From runaway street urchin eating out of a trash can to Thai national skateboard champion, "Oat" Athiwat is a graduate of life's school of hard knocks.

But the 24-year-old, abandoned by his parents at a young age and beaten by relatives, is daring to dream about the 2020 Tokyo Olympics after a promising fourth place finish at the Asian Games in Jakarta.

Oat never knew his mother and his father left him to pursue a monk's life in a monastery.

At the tender age of eight, he shuffled around between different relatives living in Suphanburi, a city a couple of hours from Bangkok.

Often the victim of violence by those looking after him, he would sleep rough on the street, permanently feeling hungry and with nowhere to turn.

"I used to eat anything I could find, even gum on the floor or the leftovers I found in the trash bin," Oat told AFP, his voice faltering as he wipes a tear from his cheek.

"I didn't have any friends."

Oat's way out of poverty came when a university student showed him some skateboarding tricks one day and he became instantly hooked.

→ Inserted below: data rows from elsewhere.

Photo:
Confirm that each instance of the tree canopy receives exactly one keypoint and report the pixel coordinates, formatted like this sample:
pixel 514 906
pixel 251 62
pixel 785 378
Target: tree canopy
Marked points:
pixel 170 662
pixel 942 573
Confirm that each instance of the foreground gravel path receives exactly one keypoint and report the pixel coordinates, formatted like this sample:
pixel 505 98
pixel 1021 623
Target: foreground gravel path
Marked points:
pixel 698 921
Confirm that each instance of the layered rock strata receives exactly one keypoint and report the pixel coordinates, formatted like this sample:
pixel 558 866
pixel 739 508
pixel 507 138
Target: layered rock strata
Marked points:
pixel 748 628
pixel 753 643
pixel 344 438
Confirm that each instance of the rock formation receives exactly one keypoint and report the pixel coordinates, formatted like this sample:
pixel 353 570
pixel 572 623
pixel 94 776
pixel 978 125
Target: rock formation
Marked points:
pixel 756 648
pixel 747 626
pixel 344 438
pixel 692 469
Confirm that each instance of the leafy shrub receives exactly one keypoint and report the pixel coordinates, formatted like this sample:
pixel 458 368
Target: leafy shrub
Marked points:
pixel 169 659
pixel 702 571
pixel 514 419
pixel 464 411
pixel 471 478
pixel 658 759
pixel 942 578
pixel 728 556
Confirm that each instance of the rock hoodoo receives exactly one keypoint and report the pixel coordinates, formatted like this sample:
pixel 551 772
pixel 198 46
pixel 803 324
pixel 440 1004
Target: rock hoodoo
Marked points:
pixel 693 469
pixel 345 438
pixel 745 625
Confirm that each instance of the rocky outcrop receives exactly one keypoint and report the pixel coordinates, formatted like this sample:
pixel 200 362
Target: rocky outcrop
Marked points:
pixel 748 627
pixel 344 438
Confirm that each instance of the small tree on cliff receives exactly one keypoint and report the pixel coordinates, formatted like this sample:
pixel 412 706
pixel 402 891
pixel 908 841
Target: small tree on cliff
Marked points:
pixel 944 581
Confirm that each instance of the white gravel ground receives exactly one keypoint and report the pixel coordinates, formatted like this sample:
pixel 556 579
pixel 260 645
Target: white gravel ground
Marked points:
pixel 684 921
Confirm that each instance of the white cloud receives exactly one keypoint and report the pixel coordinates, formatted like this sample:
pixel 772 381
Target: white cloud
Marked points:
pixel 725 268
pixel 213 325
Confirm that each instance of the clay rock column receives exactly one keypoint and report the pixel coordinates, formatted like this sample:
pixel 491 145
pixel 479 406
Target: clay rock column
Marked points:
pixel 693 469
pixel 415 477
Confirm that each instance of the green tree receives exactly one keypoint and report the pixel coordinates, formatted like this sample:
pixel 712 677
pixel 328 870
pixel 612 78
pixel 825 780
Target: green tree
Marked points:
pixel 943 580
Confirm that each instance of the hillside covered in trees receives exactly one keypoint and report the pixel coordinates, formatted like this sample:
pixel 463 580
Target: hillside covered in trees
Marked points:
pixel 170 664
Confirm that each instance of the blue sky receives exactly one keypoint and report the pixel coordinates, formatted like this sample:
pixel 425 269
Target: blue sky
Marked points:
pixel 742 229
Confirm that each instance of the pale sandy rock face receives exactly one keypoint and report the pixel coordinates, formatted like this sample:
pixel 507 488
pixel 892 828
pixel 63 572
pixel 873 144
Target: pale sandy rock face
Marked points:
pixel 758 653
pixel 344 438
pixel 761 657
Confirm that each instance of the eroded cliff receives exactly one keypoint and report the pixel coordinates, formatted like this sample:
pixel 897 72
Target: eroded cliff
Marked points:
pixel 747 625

"I felt I could be a real skateboarder," he said. "When I mastered new tricks, I would go to sleep with good dreams."

A happy twist of fate saw the Thai national team train occasionally in Suphanburi.

Impressed by the boy's dedication, they brought a skateboard for him on their next visit as part of their outreach project.

"When we travelled throughout Thailand, there were boys like that all the time," said Apichat Rutnin of the Thailand Extreme Sports Association.

"It's a child's dream to run away with the circus."

- Waif skater -

At 11-years-old the waif skater stowed away in a bus to reach the capital, found his way to the team's training park and waited 10 hours for them to show up.

"We were moved by his tragic story and we took him in," said Apichat.

"Normally a guy who joins our team must qualify at a certain level but we thought we'd try him out."

Oat was not the most gifted skater, according to Apichat. But he was confident, determined and disciplined.

"He didn't watch TV or play games like other kids," he said. "He was always the first one there and the last one to leave."

Oat flunked his first competition -- coming in last -- but it only strengthened his resolve.

By 14, he ranked number one in the amateur skating ranks and joined the top tier.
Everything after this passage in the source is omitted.